2-3-7.子育てカウンセリング 事例集・母親編
育児、子育ての目次に戻る このページの目次に戻る
1-1妻が怖くて離婚する。母
最近、妻が怖いという理由で離婚を申し立てる人が増えているそうです。以前ではあまりなかった離婚の原因ですね。
以前は男性が女性に対して暴言や暴力を振るうことが一般的でしたが、最近では女性からの暴言や責められ続けることにより、夫が苦痛を訴える例が増えているそうです。
1-2 過度の責任感 母
これは、怒りの感情をコントロールしにくい女性が増加傾向にあるからでしょうか。
それよりも気になるのは、まじめな方、努力家である方が育児や家事に対して過度の責任感を持ってしまい、このような状態になってしまう例が多くなってきているという点です。いわゆる強迫観念とも言える状態です。
育児に関して大事にしている価値観やルールを夫が尊重してくれないなかったり、協力的でなかったりすると、イライラしてしまい、一定の我慢の限度を超えると、感情的にぶつけてしまう、という状況が発生しているのです。
これは、
- しっかりやろう
- ちゃんとやらなければ
- 周囲の人からどう思われるのだろうか
という思いから、なのだと思います。
ではなぜ、妻として、お母さんとして、このように追い詰められてしまうのでしょうか。それは、上記の強迫観念と健全性とのバランス上手にとることができていないからです。
自分が母として、優秀でなくてもいいのですが、せめて平均点が取れる状態でありたい。
自分の子供が突出していなくても、平均的であって欲しい。
育児に失敗したくない。周囲に母としてマイナスの評価をされたくない。
という思いが強くなり、中には強迫観念的にまで気にしてしまう方が増えているのです。
その結果、常に育児について、きちんとできているかを考える癖がついてしまい、尚且つそれが及第点であるかどうかを心配するようになっているようです。

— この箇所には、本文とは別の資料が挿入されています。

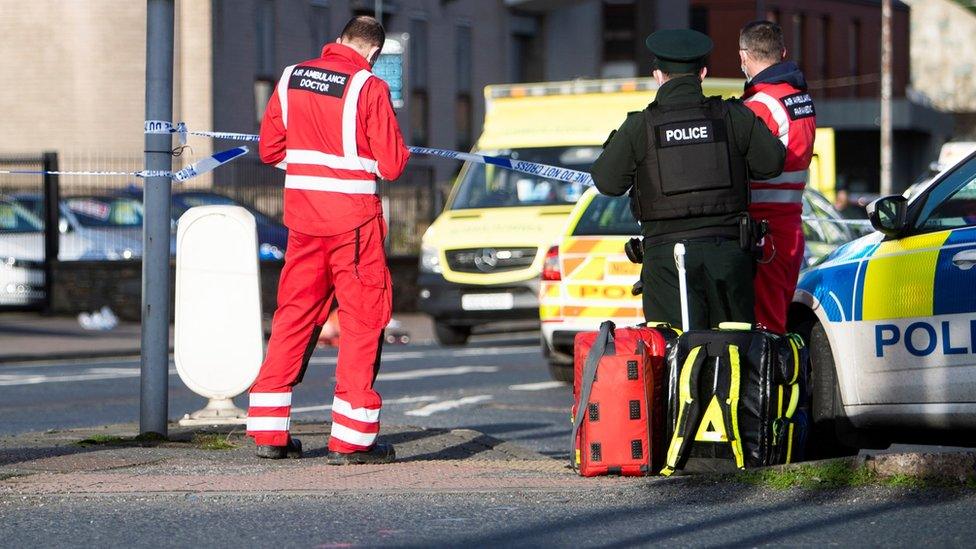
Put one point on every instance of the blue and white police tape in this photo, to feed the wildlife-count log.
(199, 167)
(533, 168)
(163, 127)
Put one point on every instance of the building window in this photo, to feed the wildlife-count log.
(699, 19)
(462, 111)
(823, 54)
(854, 54)
(419, 116)
(319, 21)
(798, 37)
(264, 78)
(619, 35)
(264, 29)
(526, 62)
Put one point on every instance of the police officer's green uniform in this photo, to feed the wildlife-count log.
(687, 161)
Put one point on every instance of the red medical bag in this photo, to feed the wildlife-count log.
(619, 391)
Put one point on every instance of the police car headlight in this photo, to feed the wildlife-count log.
(430, 261)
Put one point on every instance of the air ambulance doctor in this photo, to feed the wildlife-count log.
(331, 125)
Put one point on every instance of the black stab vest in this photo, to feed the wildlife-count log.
(691, 168)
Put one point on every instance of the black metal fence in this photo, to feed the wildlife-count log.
(95, 218)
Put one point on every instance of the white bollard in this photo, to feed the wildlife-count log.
(219, 339)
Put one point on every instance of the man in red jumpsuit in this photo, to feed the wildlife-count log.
(331, 125)
(777, 92)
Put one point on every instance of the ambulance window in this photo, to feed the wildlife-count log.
(958, 210)
(607, 215)
(494, 187)
(943, 191)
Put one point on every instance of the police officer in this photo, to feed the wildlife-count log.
(687, 160)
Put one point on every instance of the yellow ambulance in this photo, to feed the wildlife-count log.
(482, 258)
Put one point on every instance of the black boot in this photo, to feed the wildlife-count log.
(292, 451)
(381, 453)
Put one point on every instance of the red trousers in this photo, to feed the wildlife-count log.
(778, 271)
(351, 267)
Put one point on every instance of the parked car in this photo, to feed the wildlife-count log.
(587, 278)
(272, 236)
(21, 251)
(891, 322)
(90, 228)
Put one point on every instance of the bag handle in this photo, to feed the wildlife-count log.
(599, 349)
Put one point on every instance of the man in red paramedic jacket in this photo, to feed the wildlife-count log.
(777, 92)
(331, 126)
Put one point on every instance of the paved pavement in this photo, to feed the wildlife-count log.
(481, 434)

その責任感、完璧主義によるストレスが強く維持されることにより、妻が育児や家事への夫の支援もまた、同じようにきちんと考え、実施して欲しいと願うようになり、それが強迫観念となり、怒りを抱えながら夫に当たってしまい、離婚に発展するようです。
それだけ、他人の目を気にする人が増加しているのですね。これはお母さんにとってとても心配な状態です。まさにイエローカード状態と言えましょう。
1-5 体罰をしない育児でより大きな心の傷となることも 母
体罰をしてはいけない、という考えもあれば、ある程度は必要という考えもあります。一体どちらが正しいのでしょうか。様々な専門家が是非について、語っておられると思います。ですが、今のところ、はっきりとした決着はついていないようです。

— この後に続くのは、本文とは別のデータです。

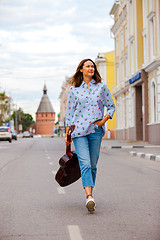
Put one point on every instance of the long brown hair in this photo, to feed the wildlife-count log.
(77, 78)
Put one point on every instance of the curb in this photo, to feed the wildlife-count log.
(146, 156)
(125, 147)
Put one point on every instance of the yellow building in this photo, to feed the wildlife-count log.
(105, 65)
(136, 31)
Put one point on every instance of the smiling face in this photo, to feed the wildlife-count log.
(88, 69)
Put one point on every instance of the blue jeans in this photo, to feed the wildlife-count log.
(87, 149)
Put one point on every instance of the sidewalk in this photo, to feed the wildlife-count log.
(138, 148)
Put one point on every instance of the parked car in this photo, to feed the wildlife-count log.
(14, 134)
(26, 134)
(5, 134)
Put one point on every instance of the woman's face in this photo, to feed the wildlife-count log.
(88, 69)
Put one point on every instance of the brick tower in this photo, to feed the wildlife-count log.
(45, 115)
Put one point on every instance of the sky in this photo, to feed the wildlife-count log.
(43, 41)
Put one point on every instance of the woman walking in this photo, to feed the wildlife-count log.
(87, 98)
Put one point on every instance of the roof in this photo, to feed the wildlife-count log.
(45, 105)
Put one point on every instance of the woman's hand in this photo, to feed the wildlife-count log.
(67, 142)
(100, 123)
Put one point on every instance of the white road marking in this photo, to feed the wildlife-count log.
(61, 190)
(74, 232)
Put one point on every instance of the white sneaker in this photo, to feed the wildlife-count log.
(90, 204)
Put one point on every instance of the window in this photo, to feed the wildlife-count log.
(122, 41)
(132, 58)
(152, 38)
(126, 67)
(132, 109)
(117, 74)
(122, 65)
(126, 36)
(117, 53)
(153, 102)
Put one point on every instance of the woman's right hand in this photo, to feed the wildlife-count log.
(67, 142)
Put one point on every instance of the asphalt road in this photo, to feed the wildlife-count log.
(34, 207)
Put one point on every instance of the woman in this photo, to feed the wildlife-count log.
(85, 109)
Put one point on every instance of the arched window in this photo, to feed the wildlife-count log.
(153, 102)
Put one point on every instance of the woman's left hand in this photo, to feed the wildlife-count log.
(100, 123)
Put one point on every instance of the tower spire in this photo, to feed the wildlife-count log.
(44, 89)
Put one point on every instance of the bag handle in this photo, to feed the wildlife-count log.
(68, 147)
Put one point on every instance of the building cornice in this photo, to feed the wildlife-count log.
(153, 65)
(114, 8)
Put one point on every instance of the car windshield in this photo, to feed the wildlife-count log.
(3, 129)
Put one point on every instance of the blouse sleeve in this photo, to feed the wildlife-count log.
(70, 107)
(108, 101)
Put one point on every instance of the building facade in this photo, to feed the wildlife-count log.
(105, 66)
(136, 32)
(45, 116)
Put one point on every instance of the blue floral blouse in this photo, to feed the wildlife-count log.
(85, 106)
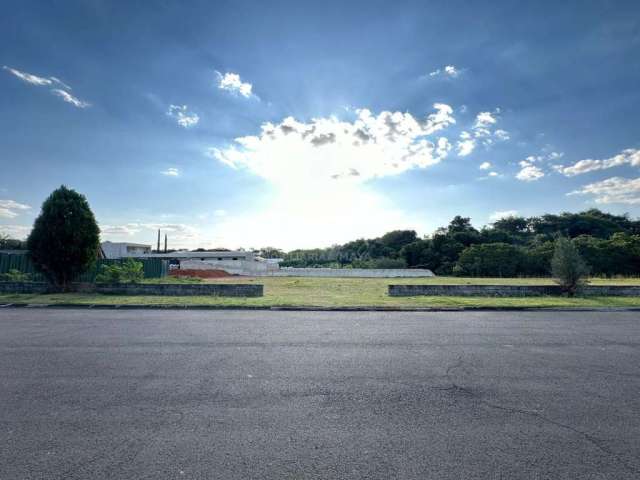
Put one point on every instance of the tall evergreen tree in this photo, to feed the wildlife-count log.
(65, 239)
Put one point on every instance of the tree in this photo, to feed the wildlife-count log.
(65, 239)
(490, 260)
(397, 239)
(567, 266)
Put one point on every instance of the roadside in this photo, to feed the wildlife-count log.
(342, 293)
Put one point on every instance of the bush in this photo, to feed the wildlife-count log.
(65, 239)
(129, 271)
(14, 275)
(567, 266)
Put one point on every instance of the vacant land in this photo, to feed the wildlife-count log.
(231, 395)
(348, 292)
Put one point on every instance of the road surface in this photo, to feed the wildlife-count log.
(154, 394)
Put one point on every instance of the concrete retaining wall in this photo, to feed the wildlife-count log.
(24, 287)
(205, 289)
(507, 290)
(351, 272)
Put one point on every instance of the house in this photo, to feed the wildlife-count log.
(124, 249)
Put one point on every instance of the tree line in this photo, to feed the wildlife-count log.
(512, 246)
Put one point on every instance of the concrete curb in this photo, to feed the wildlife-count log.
(316, 309)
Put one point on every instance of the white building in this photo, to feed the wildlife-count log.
(124, 249)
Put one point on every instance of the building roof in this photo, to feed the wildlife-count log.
(187, 254)
(128, 244)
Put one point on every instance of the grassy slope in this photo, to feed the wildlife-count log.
(348, 292)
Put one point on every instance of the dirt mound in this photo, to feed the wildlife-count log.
(199, 273)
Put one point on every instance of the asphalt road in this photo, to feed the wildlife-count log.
(88, 394)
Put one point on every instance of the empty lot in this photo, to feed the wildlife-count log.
(258, 394)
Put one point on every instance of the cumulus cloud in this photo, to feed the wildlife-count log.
(371, 146)
(320, 171)
(231, 82)
(481, 132)
(529, 172)
(182, 116)
(171, 172)
(11, 208)
(613, 190)
(450, 71)
(629, 156)
(67, 97)
(18, 232)
(495, 216)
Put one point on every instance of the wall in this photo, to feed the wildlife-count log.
(206, 289)
(506, 290)
(351, 272)
(234, 267)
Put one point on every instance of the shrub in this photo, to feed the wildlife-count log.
(567, 266)
(129, 271)
(65, 239)
(14, 275)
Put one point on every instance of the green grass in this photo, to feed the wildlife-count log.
(348, 292)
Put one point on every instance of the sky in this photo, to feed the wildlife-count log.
(300, 124)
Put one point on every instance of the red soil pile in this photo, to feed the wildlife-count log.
(199, 273)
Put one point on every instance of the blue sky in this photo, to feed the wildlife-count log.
(299, 124)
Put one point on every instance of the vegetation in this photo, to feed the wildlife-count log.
(14, 275)
(514, 246)
(65, 239)
(350, 292)
(568, 268)
(129, 271)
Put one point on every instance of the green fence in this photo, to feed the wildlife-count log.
(153, 267)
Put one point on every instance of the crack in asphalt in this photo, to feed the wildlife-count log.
(469, 393)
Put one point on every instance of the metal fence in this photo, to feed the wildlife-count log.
(153, 267)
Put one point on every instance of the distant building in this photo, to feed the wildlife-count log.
(124, 249)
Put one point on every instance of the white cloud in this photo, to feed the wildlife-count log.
(484, 120)
(67, 97)
(42, 81)
(318, 171)
(448, 70)
(465, 147)
(495, 216)
(231, 82)
(481, 132)
(629, 156)
(28, 77)
(60, 82)
(613, 190)
(501, 134)
(179, 234)
(182, 116)
(171, 172)
(529, 172)
(327, 148)
(19, 232)
(11, 208)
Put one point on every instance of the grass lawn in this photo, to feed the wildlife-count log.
(348, 292)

では、そらいろではどう考えるのでしょうか。そらいろでは、この二つのうち、どちらかが正しいという二元論で議論されていること自体がこのましくないと考えております。
和食と洋食はどちらが正しいでしょうか。 というような議論になってしまっているからです。
いくら注意しても、親に従ってくれないお子さんには、もしかしたら、体罰は必要な場面があるのかもしれません。また、体罰をしないと決めたお母さんのお子さんのが、メンタルが安定していると言えない場合もあるでしょう。 ここでは一つの事例を見つめてみましょう。

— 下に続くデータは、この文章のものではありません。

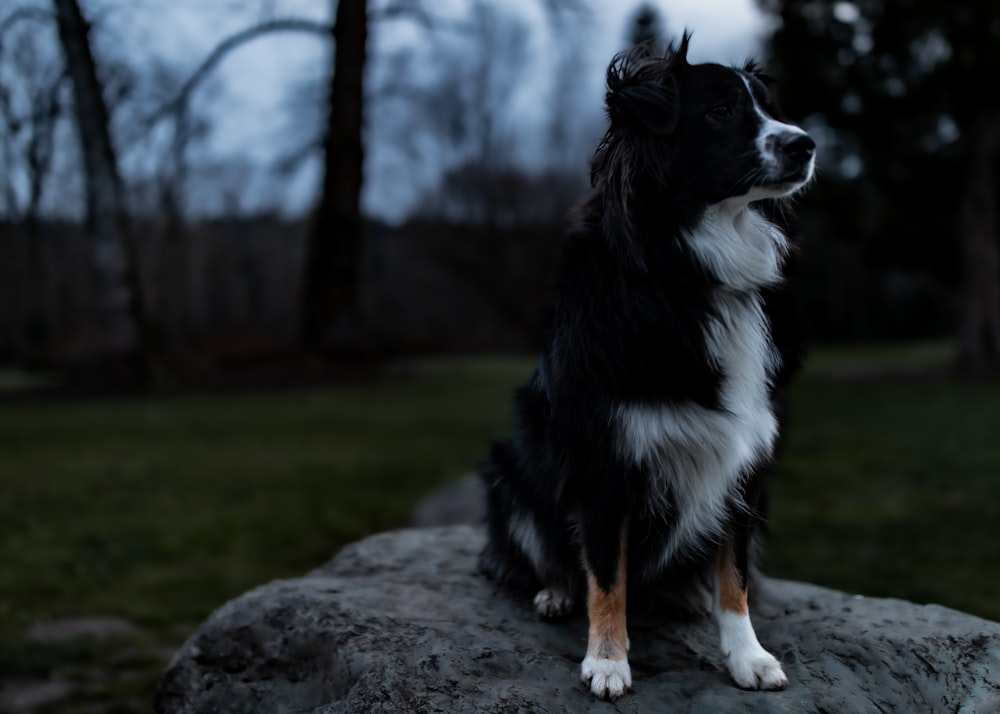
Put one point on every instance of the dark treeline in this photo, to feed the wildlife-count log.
(899, 235)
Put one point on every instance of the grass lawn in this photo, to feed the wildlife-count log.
(158, 510)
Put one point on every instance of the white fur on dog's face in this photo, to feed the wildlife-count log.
(773, 134)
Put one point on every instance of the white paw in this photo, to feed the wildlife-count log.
(756, 670)
(608, 678)
(552, 602)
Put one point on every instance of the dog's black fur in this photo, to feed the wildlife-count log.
(630, 341)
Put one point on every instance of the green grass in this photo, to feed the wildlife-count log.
(159, 510)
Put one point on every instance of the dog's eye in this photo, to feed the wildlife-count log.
(721, 111)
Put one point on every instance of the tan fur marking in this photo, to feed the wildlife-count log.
(732, 593)
(608, 637)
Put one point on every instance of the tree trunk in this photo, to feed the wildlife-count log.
(330, 318)
(979, 335)
(117, 290)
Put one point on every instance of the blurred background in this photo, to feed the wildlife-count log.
(269, 270)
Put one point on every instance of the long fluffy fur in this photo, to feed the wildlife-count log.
(672, 335)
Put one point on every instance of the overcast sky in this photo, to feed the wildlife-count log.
(248, 97)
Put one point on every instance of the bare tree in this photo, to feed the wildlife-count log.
(979, 322)
(114, 265)
(330, 315)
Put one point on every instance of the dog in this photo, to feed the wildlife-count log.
(644, 434)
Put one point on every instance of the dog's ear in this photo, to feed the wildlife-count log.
(643, 90)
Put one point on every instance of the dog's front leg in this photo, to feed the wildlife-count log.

体罰禁止の育児を大切にされているお母さんの育児で、かえって心が傷ついてしまったお子さんの例がありました。子供が言うことを聞かないけれども体罰はいけない、いつもにこやかに説明することが大切であるという育児法を学び、実施されているお母さまの例です。皆さんと一緒に考えたい事例です。
この方はいうことを聞かないお子さんを叱ろうとすると怒りが出てしまったとき、それをいけないこととと判断し、我慢するように努めてきました。ところが、ある時期から、抑圧された感情を抑えることが難しくなってしまったのでした。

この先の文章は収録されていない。